To given an idea of the range of this show, turn to ‘Ye or Nay by A.M. Darky (2020). This artwork is a game for two that invites a chat as each player tries to pick out the card that is showing on the other’s screen. It’s not some antigame or disorientation machine, but an actual fun game with a compelling soundtrack, graphics, and interface. (Go play it online!) The cards all display portraits of Black male celebrities. Part of the concept is that some will be better equipped to play this game for various reasons — they will have a more extensive vocabulary to describe the hairstyles shown, for instance, or they will know more about who was born where. The game/artwork playfully tickles players to consider what they’re able to articulate (or not). My only critique is that the piece is already showing its age in one minor way: The apostrophe at the beginning should now be removed!

Level of Confidence’s face-recognition software finds a match for Flourish
Level of Confidence, Rafael Lozano-Hemmer, 2015 (Photo by Tina Rivers Ryan)
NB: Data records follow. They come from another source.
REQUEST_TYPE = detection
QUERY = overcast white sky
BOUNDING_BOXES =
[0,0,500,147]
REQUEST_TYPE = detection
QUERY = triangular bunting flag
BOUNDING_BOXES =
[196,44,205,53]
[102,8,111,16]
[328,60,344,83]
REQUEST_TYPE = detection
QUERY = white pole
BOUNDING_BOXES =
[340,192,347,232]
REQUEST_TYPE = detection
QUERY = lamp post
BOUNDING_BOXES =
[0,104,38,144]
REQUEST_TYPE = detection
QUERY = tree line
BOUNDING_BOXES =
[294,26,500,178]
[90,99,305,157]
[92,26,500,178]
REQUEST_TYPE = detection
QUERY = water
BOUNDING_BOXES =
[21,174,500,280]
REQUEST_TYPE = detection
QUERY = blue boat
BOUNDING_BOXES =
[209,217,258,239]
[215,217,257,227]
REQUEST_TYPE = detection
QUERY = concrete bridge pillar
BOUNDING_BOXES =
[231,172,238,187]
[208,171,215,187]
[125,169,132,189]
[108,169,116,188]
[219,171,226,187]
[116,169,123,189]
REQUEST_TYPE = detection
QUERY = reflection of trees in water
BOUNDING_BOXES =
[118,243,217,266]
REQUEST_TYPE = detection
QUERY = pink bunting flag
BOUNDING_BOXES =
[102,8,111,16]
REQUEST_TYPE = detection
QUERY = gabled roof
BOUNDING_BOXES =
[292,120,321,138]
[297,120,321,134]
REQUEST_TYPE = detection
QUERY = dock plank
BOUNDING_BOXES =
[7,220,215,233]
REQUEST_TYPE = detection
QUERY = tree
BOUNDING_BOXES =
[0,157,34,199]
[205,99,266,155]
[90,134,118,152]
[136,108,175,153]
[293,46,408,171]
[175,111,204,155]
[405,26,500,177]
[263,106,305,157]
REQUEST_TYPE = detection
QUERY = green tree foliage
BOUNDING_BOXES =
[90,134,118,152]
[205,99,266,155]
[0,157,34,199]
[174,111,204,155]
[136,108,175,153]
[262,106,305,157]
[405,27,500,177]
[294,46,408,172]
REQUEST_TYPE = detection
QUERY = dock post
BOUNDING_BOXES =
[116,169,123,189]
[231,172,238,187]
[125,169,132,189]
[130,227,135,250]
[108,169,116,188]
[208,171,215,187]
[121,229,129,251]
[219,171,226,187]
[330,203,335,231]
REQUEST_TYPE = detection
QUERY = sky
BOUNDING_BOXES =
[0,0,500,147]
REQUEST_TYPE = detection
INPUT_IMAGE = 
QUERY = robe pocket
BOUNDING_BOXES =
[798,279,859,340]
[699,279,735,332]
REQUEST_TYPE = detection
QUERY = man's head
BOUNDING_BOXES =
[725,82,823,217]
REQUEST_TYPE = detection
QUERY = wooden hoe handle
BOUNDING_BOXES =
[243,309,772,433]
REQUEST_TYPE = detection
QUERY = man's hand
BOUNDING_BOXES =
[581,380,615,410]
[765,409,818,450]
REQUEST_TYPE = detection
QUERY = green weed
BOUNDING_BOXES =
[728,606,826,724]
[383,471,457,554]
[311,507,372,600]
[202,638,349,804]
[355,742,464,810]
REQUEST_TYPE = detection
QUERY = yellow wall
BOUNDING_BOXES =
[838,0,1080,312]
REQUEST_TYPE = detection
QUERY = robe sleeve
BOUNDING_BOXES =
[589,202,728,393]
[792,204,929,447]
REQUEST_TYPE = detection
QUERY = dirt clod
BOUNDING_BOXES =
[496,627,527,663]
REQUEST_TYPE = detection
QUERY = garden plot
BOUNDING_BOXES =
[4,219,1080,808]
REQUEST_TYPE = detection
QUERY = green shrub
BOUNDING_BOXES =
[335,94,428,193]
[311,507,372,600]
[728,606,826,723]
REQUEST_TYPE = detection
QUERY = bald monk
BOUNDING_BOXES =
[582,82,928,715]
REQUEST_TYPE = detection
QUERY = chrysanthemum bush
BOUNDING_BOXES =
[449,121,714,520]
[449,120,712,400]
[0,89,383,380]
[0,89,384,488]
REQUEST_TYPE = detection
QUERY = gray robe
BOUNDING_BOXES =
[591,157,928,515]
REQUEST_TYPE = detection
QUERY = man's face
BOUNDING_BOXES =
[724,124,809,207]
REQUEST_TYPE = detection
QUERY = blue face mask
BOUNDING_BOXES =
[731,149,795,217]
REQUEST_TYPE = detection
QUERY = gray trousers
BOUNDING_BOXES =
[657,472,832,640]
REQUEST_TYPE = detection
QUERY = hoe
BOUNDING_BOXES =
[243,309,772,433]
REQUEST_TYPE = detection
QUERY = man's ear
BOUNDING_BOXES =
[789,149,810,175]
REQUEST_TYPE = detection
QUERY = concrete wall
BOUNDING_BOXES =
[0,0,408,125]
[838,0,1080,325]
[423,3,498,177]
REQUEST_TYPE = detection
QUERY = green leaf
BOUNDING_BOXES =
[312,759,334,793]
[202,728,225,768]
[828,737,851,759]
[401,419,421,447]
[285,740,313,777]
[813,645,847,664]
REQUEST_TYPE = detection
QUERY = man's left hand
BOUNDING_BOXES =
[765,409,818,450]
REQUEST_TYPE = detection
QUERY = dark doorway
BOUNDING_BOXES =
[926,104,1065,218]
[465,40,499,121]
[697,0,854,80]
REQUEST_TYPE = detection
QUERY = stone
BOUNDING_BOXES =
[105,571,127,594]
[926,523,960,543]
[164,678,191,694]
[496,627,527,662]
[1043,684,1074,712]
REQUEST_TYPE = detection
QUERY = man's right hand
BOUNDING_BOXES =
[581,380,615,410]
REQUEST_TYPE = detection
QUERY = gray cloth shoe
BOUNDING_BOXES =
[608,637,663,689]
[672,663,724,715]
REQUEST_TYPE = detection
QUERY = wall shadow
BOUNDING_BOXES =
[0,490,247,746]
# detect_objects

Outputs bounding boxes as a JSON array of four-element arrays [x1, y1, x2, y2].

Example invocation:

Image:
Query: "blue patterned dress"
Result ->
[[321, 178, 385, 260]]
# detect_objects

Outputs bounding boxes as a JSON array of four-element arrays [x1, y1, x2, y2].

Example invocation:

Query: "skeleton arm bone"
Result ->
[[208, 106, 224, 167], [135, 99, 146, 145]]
The last piece I’ll turn to is by a well-known digital media artist, Rafael Lozano-Hemmer. His Level of Confidence (2015) is a free and open source software project in which biometric software matches the face of the viewer (also the viewed, in this case) to one of 43 students who were kidnapped from the Ayotzinapa normalista school in Iguala, Guerrero, Mexico. The project memorializes this event and exposes the working of a face-recognition system which, it seems, is doomed to never make a match. As I read the piece, though, this artwork also uses computer technology to present the viewer with someone who looks like them, making the connection to this kidnapping more personal and acute. This does not result in some sort of naïve empathy machine. A museum visitor in Buffalo is not likely to suddenly feel, “ah! It could have been me being kidnapped!” But the piece is also not purely a slam on surveillance technology, as I see it. The face-recognition system that is central to this interactive artwork is used to invite a novel viewing and works to help keep an event alive in memory.

Well, I could go on! There were many other great works in the show. But I can’t write a catalogic discussion of them all, so I’ll have to let those three stand as examples of the different approaches artists in Difference Machines took.